On the night of June 12, Márquez Fernández, a researcher in agroecology and beekeeping, was shot at his home. He was rushed to a nearby hospital but he succumbed to his injuries.
Just hours later, during the early morning of June 13, unknown assailants broke into the Center for Sustainability Incalli Ixcahuicopa (CENTLI), a research facility in Tlalmanalco supported by the Metropolitan Autonomous University (Universidad Autónoma Metropolitana), and attacked Arvizu Aguiñiga.
The armed men shot at Aguiñiga and attacked his wife and other employees present at the time, beating them and tying up their hands and feet.
Aguiñiga was taken to the hospital but died days later, on June 19.
Through a press release, the Zeferino Ladrillero Human Rights Center (CDHZF) denounced the gruesome killings and urged state authorities to investigate the double homicide and ensure security for the rest of the team at the CENTLI facility, especially for Aguiñiga’s wife, who was also his colleague and co-researcher.
“The preceding makes evident the serious risk faced by human rights defenders in Mexico and particularly in the State of Mexico, which has become one of the most dangerous states for the defense of human rights,” read the statement.
In 2022, the international NGO Global Witness labeled Mexico as the most dangerous country for environmentalists.
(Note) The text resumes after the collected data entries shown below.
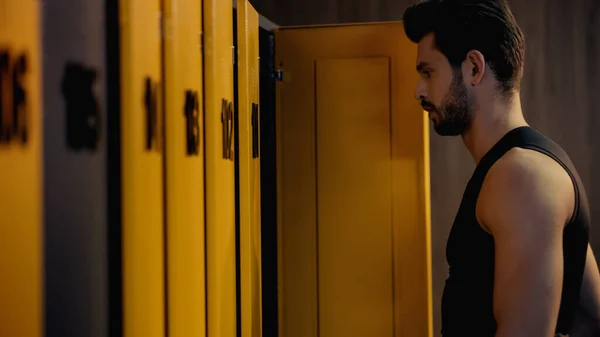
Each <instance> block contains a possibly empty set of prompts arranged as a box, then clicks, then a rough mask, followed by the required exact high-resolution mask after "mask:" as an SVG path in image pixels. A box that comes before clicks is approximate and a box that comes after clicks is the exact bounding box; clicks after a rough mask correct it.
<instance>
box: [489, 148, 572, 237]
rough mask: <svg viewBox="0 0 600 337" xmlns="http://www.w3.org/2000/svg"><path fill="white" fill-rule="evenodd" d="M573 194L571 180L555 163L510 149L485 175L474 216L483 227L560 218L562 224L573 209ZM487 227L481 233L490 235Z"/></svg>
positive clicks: (535, 151)
mask: <svg viewBox="0 0 600 337" xmlns="http://www.w3.org/2000/svg"><path fill="white" fill-rule="evenodd" d="M574 193H575V192H574V186H573V182H572V180H571V177H570V176H569V174H568V172H567V171H566V170H565V169H564V168H563V167H562V166H561V164H560V163H559V162H557V161H556V160H555V159H553V158H552V157H550V156H548V155H547V154H544V153H541V152H539V151H536V150H530V149H524V148H513V149H511V150H509V151H508V152H507V153H506V154H505V155H504V156H502V157H501V158H500V159H499V160H498V161H497V162H496V163H494V165H493V166H492V167H491V168H490V170H489V171H488V173H487V175H486V177H485V179H484V182H483V185H482V188H481V192H480V197H479V199H478V202H477V216H478V218H480V220H481V222H482V223H485V224H494V223H505V224H506V223H509V222H513V223H519V222H520V220H523V221H527V219H528V218H540V219H541V218H546V219H554V220H552V221H559V220H556V219H563V218H564V222H565V223H566V222H567V220H568V218H570V215H571V214H572V211H573V208H574V200H575V198H574ZM529 220H531V221H533V220H532V219H529ZM548 221H551V220H548ZM488 226H489V225H486V226H485V227H486V228H485V229H486V230H488V231H492V232H493V228H489V227H488ZM492 226H493V225H492Z"/></svg>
Reporting 54 murders of land defenders, activists for natural resources and the environment throughout the country in 2021.
Additionally, the Mexican Center for Environmental Law (CEMDA) documented more than 582 aggressions against environmentalists and 24 murders of environmentalists in 2022.
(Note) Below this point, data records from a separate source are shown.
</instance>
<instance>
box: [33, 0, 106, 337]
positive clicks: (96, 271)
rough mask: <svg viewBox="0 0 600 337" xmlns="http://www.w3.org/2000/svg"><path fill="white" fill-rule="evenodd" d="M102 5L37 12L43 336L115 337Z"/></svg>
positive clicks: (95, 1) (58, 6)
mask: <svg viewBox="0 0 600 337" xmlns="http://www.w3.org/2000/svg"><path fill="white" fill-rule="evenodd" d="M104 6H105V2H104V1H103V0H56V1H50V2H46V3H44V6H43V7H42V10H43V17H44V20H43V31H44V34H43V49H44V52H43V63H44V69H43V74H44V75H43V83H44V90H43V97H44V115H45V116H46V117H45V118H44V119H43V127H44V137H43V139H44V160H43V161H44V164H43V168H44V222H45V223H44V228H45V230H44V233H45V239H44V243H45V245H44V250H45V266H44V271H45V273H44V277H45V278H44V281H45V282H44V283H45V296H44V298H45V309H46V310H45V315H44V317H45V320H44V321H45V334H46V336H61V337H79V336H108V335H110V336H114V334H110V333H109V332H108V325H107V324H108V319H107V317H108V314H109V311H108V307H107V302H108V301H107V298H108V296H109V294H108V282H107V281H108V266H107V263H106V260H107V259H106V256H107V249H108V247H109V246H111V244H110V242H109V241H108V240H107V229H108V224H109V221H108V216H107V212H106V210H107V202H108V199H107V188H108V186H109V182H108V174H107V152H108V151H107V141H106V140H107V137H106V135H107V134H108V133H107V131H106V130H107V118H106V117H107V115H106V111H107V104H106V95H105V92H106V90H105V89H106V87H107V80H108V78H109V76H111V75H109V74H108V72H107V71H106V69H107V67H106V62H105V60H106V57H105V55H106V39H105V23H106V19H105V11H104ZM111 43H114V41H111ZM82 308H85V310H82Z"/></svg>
As a member of CENTLI, an initiative funded by the Sierra Nevada Research Center of the Autonomous Metropolitan University (UAM), Aguiñiga fought to preserve the region’s water and offered courses on composting, greenhouses, and agriculture.
So far, the Mexican prosecution has not issued any details on their investigation or if there are any suspects. However, some have pointed out that Aguiñiga’s murder is related to his work defending the water in the volcanic zone.
Reportedly, Aguiñiga’s group was part of a national movement involving different organizations pressing for legal initiatives to secure water resources in the state.